Gehring: We’re not writing collectively full time right now. Dave’s always writing. So in one sense, there’s always a creative flow going on. And, you know, there’s one song that’s close to being done now, but it’s one song, it’s not necessarily conceptualized as part of a record at this point. I think you see this in a lot of different artists because of the way in which streaming has transformed the way artists put out music. We think more now in terms of songs…We don’t have a formal intention to create a record, however, we’re always just kind of, in that mindset, and when possible, we’ll be doing that. I don’t think we put too much pressure on ourselves currently just to nurture our own health, both physical and mental health. I’ve never been more busy than I am now.

Veer: You’re 18 years into the band. I wondered how things have changed.

Gehring: There’s a lot of approaches to that question or angles I can take. For me, now, music is still such an intimate part of my life. But the form that intimacy has taken has changed. So where before in my early 20s and I’m out on the road, music in my life is much more of a direct engagement, a constant. It drives my daily life in a sense that it does not anymore. The form it has taken has changed. I have it here in a very special place.

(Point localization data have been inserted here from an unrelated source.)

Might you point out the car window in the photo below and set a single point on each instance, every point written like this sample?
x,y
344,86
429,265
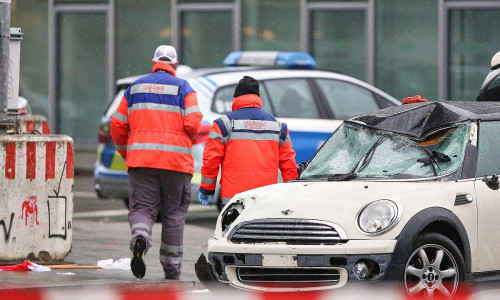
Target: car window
x,y
346,99
291,98
114,104
366,152
489,144
223,100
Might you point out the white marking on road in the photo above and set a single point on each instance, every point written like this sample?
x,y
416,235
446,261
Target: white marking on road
x,y
85,194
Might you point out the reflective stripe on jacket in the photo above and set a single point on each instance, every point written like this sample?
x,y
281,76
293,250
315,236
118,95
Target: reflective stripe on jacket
x,y
156,121
251,145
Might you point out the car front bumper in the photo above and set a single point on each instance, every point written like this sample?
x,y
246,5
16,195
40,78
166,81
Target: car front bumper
x,y
280,267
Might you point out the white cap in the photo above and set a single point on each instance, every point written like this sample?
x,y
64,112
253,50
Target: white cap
x,y
166,54
495,61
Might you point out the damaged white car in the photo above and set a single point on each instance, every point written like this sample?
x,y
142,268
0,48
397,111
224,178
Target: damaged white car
x,y
407,193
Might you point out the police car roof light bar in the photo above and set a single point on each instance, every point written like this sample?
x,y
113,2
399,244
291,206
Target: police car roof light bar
x,y
288,59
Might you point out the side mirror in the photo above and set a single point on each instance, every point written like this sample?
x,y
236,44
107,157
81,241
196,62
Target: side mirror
x,y
492,183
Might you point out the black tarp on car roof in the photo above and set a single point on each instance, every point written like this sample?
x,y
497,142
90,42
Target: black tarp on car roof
x,y
418,119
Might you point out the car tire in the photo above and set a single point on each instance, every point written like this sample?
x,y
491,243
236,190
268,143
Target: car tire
x,y
434,268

But I also have some distance there between myself and it. And that’s just a result of, primarily we have a family now. And so your obligations change, your priorities change. But I’m fortunate enough to still have music very close by. Most of my time outside of my family is involved in music in some form or fashion.

That’s kind of a personal trajectory. From an industrial dimension, it’s so hard to really speak clearly on and wisely understand the music industry now and how it impacts how Mae operates. Obviously, the big elephant in the room is the way in which new media technologies, streaming platforms have really altered the way people consume music, the way people create music. You don’t have to go to a big studio anymore. When we did “Singularity” and “The Everglow,” we did that out in LA in recording studios. Generally speaking, people (now) can create music in their bedrooms much more efficiently and then put that out there. The standard practices that have been long established have been radically altered in the past 20 years. It’s shifted pretty quickly. So I don’t know really know what it means now to be a musician in that sense.

We have this utopian understanding of the freedom that these technologies provide, in one sense. To me, I think it represents more labor being created for the artists and puts a lot more responsibility on the artist to manage a lot of different fields that take a lot of time to learn. When you think about getting music out and on streaming platforms. When you think about recording your music and you think about publicizing your own music. These are all dimensions of the music life that were taken care of for me when I was on Capitol Records. I didn’t have to worry about that kind of stuff.

We had a manager. We had a booking agent. We had these intermediaries that take care of certain things for the artists.  And now a lot of that has not gone away, but those services are rendered differently. Navigating that field seems really challenging.